Because physical traits differ with geography, Dr. Snow limited his study to caves in northern Europe. He also gathered hand measurements from over a hundred students of northern-European ethnicity, to create a modern benchmark. He found that hands fall along a continuum, from very dainty, feminine hands to very masculine hands, with a big grey area in between. He eventually developed a two-step process to predict sex just based on hand prints.

First, measure the lengths of the fingers and palm, and put the numbers into a formula Snow developed. That sorted modern hands into male and female with about 80 percent accuracy. But adolescent males, whose hands haven't reached full size, too often got lumped in with women, so Snow added a second step: look at the ratios between the fingers.

For women, the index and ring finger are often the same length, though occasionally the pointer is longer. For men, the ring finger is often noticeably longer. Then compare the pinkie to the others. In most males, young or old, the pinkie is nearly as long as the ring finger, extending up past the ring finger's highest knuckle. In women, the pinkie can be a good inch or so shorter than the ring finger.

The second step alone could distinguish young men from women with 60 percent accuracy, which Snow acknowledges is more ambiguous than he'd like. But then he found something even more surprising: the overlap between male and female hands is a modern problem.

Back in the Upper Paleolithic, physical differences between males and females – what scientists call "sexual dimorphism" – was more pronounced than it is today.

"If you scale all hands in a modern sample on a single scale, they scale from very, very feminine to very, very, masculine, and there's a great deal of overlap in the middle," Snow explains, "but when I plotted the cases from the caves against the modern distribution of several hundred individuals, the cave specimens all came out at the very ends – and in some cases beyond the ends – of the modern range of differences between males and females."

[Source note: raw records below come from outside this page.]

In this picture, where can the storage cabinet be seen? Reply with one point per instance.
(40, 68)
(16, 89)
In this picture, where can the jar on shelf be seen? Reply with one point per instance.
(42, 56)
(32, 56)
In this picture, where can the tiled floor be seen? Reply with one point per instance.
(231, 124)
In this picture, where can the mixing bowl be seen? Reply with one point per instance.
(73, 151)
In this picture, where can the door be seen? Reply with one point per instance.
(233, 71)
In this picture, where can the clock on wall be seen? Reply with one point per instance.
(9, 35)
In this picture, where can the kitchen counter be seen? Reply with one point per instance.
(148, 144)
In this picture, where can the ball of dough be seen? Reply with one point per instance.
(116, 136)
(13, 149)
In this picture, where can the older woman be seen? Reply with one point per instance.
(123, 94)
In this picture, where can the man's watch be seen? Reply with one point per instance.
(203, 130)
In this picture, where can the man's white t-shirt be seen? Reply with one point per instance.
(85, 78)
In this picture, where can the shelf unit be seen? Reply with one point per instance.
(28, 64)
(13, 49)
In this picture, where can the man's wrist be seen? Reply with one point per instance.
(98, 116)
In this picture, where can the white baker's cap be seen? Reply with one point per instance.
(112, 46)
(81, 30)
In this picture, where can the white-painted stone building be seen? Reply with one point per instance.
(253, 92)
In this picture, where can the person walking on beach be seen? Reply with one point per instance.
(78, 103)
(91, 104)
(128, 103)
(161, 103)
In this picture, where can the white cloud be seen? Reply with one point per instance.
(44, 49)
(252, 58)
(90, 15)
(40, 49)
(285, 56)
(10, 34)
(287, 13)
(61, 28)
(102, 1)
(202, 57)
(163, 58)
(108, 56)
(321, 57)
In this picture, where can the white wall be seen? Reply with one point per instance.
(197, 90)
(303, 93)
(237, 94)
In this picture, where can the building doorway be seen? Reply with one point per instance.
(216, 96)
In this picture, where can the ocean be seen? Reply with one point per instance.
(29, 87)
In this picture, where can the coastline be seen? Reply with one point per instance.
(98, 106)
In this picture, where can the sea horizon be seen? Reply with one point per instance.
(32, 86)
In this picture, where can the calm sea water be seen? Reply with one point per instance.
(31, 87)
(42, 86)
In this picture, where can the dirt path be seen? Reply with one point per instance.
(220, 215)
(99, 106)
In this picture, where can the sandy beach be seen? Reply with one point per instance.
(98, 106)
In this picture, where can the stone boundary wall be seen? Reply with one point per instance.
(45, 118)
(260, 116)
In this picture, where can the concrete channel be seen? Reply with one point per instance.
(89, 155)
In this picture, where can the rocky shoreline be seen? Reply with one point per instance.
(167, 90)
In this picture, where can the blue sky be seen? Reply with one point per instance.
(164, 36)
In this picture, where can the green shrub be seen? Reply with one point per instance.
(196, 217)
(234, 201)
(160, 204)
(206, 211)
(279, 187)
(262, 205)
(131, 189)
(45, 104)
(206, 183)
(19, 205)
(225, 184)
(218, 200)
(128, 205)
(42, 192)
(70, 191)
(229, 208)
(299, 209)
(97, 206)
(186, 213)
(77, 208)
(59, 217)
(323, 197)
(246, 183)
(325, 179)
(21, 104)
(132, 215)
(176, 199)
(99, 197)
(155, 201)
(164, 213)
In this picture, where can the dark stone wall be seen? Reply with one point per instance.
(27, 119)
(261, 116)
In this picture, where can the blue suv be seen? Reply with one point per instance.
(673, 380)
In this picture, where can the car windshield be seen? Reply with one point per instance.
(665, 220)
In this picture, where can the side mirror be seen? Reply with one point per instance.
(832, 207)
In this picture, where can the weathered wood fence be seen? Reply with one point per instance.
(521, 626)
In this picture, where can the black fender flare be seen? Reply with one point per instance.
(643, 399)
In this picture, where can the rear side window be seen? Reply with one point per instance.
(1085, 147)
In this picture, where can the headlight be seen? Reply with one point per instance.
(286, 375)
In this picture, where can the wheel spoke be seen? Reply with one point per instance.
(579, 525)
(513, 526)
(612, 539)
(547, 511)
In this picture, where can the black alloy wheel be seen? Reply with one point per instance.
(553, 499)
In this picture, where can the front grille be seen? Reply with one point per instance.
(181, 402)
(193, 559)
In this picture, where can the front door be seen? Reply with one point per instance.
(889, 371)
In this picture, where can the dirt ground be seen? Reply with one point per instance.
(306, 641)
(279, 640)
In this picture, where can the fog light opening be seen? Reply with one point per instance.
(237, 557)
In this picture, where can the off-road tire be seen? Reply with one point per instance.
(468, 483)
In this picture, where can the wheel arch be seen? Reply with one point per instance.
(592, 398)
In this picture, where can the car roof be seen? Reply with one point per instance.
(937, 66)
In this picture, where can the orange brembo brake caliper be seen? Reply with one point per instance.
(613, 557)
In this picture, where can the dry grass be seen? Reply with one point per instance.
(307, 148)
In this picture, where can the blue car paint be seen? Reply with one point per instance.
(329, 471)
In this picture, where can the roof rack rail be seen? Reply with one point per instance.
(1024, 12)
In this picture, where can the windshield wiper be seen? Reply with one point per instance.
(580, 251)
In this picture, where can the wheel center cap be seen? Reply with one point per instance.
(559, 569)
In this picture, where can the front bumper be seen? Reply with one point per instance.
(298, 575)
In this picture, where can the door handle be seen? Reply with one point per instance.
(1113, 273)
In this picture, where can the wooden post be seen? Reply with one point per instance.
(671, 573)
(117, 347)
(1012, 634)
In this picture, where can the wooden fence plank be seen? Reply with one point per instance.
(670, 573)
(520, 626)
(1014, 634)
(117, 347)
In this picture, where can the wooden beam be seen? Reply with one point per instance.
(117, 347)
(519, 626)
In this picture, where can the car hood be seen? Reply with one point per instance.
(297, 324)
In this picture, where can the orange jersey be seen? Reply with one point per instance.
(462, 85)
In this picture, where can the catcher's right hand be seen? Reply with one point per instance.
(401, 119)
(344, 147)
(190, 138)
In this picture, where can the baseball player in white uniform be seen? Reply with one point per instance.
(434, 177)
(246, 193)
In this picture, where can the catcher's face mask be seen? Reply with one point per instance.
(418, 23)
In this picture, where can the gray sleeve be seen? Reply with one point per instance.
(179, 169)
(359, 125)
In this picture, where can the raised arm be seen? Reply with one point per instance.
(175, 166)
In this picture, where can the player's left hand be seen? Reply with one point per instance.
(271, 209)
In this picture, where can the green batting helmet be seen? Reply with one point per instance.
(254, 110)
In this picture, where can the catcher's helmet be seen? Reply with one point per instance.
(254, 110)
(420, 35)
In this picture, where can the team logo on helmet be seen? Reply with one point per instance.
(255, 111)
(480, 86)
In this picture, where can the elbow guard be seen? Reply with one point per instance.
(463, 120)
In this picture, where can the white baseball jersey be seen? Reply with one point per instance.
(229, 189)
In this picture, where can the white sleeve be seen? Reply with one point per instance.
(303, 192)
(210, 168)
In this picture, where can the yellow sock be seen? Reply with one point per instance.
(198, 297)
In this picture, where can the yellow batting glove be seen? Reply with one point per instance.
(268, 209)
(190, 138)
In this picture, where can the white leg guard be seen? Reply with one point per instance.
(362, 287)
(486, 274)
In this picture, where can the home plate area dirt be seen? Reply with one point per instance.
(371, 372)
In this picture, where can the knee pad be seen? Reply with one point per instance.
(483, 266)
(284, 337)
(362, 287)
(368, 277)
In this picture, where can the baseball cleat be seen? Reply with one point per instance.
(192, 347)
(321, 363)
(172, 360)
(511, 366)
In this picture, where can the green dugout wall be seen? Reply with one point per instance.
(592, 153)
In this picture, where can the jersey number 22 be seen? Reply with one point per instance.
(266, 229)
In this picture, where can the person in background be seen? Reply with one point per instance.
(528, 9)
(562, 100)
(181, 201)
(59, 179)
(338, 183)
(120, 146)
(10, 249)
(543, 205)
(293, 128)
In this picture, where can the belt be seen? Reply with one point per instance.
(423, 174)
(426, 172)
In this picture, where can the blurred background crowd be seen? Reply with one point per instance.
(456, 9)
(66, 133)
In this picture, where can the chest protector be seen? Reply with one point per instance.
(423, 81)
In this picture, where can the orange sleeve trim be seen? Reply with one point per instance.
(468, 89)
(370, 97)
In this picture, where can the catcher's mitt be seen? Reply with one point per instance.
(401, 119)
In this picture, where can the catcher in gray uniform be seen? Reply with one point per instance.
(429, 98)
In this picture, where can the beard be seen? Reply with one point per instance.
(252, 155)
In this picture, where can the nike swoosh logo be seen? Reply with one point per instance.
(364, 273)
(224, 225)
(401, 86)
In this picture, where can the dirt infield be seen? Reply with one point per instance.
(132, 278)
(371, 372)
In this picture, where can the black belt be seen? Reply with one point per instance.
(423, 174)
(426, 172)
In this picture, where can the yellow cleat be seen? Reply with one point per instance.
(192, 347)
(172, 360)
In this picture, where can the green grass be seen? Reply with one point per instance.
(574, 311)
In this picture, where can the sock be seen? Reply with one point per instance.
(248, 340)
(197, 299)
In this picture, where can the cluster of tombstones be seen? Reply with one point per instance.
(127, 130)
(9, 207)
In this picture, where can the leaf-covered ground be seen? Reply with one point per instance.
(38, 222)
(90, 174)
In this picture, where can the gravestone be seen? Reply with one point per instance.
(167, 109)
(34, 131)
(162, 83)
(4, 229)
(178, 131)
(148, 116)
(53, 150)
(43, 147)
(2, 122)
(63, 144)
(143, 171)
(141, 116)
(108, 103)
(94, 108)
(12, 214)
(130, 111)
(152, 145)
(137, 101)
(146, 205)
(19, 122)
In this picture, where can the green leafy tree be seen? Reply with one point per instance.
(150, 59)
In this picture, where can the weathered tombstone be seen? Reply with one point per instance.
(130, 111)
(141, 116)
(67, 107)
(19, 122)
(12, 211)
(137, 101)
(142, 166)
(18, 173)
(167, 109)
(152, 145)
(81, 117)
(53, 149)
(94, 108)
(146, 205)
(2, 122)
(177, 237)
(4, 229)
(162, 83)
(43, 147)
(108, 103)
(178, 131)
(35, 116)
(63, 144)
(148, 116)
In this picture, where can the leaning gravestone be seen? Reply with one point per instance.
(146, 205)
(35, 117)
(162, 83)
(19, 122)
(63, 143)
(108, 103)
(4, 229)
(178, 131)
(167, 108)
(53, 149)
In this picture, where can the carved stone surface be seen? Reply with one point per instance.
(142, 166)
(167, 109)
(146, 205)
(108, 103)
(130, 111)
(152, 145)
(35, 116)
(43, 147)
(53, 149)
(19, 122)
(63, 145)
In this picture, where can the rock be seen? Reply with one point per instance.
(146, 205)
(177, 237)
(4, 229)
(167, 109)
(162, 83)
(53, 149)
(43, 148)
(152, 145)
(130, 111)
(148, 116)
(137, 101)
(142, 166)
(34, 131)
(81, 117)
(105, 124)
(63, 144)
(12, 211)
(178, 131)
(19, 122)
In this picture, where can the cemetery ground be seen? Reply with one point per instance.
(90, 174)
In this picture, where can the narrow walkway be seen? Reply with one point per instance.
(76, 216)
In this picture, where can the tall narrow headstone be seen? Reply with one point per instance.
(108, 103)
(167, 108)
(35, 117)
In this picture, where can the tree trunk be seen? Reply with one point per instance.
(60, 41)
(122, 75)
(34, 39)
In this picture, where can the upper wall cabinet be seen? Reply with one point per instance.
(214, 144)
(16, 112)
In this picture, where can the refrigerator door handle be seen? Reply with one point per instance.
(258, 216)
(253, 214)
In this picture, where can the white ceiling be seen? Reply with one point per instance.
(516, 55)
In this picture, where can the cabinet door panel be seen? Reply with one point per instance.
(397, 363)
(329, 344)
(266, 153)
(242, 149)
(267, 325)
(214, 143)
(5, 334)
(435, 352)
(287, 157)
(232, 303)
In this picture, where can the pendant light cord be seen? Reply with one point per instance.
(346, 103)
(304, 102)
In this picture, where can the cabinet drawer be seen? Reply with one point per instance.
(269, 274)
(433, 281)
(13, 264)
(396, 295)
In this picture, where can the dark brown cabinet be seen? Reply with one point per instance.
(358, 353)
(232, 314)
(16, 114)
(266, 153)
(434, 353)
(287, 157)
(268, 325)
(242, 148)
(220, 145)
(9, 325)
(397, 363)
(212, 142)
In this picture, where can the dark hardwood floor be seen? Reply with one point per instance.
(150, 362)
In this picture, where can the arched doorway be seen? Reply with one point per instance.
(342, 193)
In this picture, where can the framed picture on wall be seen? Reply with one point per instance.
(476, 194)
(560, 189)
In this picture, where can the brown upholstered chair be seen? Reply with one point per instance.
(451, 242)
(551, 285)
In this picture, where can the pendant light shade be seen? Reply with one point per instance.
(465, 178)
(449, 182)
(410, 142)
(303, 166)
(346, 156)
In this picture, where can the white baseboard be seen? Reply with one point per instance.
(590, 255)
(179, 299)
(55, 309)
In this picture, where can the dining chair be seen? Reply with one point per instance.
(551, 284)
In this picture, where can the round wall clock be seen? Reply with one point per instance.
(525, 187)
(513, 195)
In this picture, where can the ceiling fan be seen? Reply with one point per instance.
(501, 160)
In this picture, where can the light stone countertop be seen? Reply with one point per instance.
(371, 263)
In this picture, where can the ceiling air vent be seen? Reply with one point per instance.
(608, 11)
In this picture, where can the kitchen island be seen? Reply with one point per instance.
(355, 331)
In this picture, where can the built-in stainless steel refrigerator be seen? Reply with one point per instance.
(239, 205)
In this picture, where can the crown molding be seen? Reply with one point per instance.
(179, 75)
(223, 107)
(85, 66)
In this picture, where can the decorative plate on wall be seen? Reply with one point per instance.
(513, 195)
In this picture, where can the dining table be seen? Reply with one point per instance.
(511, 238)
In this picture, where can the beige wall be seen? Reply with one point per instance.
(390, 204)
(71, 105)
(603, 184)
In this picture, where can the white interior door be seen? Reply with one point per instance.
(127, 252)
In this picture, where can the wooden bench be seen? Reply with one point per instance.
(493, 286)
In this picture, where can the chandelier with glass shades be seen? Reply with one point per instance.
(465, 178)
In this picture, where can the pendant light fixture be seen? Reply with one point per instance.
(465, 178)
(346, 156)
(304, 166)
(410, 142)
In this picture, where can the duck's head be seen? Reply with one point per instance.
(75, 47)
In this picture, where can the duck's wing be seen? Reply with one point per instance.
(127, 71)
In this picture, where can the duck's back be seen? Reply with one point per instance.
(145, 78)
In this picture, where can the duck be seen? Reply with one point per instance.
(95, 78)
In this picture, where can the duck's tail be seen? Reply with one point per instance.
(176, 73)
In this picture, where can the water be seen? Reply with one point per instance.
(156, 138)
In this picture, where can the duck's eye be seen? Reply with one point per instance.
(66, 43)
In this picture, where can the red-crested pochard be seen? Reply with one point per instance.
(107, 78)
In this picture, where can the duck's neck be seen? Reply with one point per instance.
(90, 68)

Snow visited 11 cave regions across France and Spain, focusing on caves famous for their numerous hand stencils. Unfortunately for anthropologists, blowing paint around a hand doesn't always leave a precise print of the hand, plus thirty or forty thousand years of erosion have damaged most of the samples. Of the hundreds of hand prints he examined, Snow was able to take precise, reproducible measurements of just 32, including five from Pech-Merle, the site whose photograph had launched his study.

"Now, 32 doesn't sound like a very big sample," Snow acknowledges, "but it's actually pretty big compared to the sample sizes archaeologists are often dealing with." Plus, traveling around Europe isn't always cheap: "It was as many as I could get with the amount of funding I had."

So what did he find? Only 10 percent of the hand prints on cave walls in Spain and France were left by men, and another 15 percent came from adolescent males. Fully 75 percent of the hand prints on cave walls were female.

Traditional explanations for the hand prints have focused on hunting or perhaps shamanism, but the prevalence of women's hands has reopened the question of what they mean. One researcher has suggested that these could relate to midwifery or fertility, either of humans or the animals drawn on the cave walls. But it could be that women were more involved in hunting and religious rituals than previously thought. 

Snow is less captivated by the "interesting but still speculative ideas about what it might all mean," instead focusing on the groundbreaking recent discovery that cave paintings can be given surprisingly precise ages

"Are these hand stencils the same age as the animals they surround, or not? Are all the hand stencils from one part of the upper Paleolithic, or are they distributed across the whole time range? We don't know – yet."